Wintermute: Despite a brief rebound on Monday, the market remains fragile. Caution is advised.

BTC-4,14%

BlockBeats News, March 3 — Wintermute released a market outlook stating that Iran’s geopolitical conflict has caused significant volatility in risk assets. For cryptocurrencies, the weekend decline absorbed the first wave of geopolitical panic, and the rebound was driven by the market believing Bitcoin has fallen 45% from its all-time high, with most losses already priced in. However, the impact of energy factors has been underestimated. Persistently high oil prices could keep inflation elevated, and central banks around the world initially hoped to cool inflation, which could further delay rate cuts in the U.S. Cryptocurrency is at a disadvantage in this game.

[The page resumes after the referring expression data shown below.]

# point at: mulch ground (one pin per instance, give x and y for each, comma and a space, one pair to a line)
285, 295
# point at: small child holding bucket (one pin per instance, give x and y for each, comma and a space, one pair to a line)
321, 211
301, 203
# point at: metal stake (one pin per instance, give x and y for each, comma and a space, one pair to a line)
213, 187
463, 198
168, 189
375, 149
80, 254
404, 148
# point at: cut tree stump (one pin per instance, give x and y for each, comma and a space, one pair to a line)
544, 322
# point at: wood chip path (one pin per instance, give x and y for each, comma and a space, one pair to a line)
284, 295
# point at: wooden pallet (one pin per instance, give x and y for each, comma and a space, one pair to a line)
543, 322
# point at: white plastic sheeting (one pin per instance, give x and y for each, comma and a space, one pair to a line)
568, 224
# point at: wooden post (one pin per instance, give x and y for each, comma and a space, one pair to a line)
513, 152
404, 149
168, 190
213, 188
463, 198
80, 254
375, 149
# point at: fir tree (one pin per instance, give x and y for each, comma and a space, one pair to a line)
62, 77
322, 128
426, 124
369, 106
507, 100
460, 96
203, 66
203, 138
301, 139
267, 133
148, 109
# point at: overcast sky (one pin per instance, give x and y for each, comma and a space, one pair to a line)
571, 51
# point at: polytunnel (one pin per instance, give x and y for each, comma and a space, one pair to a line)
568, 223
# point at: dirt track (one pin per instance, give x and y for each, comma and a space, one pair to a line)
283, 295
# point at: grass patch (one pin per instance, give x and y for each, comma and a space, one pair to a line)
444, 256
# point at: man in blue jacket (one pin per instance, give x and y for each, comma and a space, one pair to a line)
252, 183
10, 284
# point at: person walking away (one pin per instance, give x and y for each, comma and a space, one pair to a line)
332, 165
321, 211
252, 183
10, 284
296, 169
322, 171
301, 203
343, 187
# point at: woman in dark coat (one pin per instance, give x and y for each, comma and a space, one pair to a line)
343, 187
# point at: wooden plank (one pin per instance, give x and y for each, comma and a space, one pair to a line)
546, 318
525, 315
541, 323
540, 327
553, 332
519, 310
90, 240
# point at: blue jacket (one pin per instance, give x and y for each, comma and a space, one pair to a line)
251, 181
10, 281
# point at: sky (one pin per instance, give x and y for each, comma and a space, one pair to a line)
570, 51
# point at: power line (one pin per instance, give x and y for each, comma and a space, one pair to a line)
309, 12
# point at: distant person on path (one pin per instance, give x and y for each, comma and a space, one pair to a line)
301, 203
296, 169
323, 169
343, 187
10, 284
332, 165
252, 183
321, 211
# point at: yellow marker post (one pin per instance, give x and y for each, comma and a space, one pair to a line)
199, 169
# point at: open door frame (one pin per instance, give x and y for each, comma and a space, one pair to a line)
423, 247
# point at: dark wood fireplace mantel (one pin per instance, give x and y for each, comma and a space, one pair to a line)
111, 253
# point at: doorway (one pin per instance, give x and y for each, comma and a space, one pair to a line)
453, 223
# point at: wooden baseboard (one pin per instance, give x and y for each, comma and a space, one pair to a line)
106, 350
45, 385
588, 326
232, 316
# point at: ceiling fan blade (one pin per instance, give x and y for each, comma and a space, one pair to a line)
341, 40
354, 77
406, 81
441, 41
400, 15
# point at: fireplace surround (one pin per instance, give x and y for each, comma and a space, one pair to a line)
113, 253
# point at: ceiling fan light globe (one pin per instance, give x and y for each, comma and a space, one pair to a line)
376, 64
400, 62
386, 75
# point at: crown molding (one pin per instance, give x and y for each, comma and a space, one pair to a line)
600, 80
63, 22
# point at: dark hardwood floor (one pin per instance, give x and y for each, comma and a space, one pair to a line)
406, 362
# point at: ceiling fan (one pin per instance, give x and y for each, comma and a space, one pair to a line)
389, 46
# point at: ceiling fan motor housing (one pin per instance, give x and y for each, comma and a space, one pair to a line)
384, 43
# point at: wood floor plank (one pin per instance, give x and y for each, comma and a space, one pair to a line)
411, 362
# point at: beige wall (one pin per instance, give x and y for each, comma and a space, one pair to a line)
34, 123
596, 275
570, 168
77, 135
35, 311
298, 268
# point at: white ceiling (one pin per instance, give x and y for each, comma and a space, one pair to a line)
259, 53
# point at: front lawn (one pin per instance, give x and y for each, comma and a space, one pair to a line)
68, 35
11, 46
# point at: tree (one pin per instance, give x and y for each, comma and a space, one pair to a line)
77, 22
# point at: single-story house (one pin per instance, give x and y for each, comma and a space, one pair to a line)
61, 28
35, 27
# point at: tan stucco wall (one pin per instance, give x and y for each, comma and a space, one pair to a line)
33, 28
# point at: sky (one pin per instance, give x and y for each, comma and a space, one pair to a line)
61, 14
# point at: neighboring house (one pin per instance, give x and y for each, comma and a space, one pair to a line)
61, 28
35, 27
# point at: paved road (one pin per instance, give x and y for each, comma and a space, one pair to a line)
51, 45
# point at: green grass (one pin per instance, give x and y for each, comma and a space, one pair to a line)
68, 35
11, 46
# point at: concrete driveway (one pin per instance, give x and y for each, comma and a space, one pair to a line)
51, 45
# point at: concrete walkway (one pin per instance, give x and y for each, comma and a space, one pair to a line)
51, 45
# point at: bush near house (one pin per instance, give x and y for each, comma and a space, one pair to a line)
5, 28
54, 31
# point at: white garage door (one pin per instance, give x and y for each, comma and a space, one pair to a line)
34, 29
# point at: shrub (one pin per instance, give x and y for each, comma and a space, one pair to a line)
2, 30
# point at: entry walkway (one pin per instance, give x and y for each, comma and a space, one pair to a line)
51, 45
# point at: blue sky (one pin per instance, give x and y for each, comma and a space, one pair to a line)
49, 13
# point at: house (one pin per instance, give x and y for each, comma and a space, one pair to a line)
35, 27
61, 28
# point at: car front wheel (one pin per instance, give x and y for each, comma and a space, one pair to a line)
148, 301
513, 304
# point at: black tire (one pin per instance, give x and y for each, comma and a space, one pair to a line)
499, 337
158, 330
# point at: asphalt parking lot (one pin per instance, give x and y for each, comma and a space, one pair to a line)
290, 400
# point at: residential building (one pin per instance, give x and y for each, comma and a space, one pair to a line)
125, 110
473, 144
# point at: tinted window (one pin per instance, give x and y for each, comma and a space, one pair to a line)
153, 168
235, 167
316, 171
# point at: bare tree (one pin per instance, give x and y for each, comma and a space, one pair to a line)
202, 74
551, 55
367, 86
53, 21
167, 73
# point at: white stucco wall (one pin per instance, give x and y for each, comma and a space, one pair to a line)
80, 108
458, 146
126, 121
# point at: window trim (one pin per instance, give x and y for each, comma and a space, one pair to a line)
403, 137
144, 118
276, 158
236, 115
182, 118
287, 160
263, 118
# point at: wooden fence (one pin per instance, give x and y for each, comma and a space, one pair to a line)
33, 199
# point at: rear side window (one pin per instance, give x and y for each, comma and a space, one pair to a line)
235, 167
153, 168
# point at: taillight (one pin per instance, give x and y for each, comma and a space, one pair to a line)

Although ETF inflows have recently resumed, current trading activity shows that institutional participation is significantly lower than the $85,000 to $95,000 trading range seen from November last year to September this year. Back then, institutional trading was more active, especially during price declines. Now, at current levels, buying interest is clearly lacking. The market appears very fragile.

Finally, altcoins continue to follow typical bear market patterns, as positive returns are very short-lived and investors lack the willingness to chase excess gains, making sustained upward trends unlikely for most altcoins.

Wintermute believes that although cryptocurrencies experienced a brief rebound on Monday, the market remains fragile with volatility rising again. As the risk premium for growth continues to climb and the Federal Reserve remains unable to intervene, cryptocurrencies—being high-beta growth assets—are under ongoing pressure. ETF outflows (though temporarily halted now) confirm this. This is the current reality.

Wintermute advises investors to exercise caution at this time. The market’s focus remains mainly on conflict news, especially any progress toward reopening the Strait of Hormuz or easing hostilities. If the conflict lasts longer than expected, rising energy costs could reshape interest rate expectations and put broad pressure on risk assets.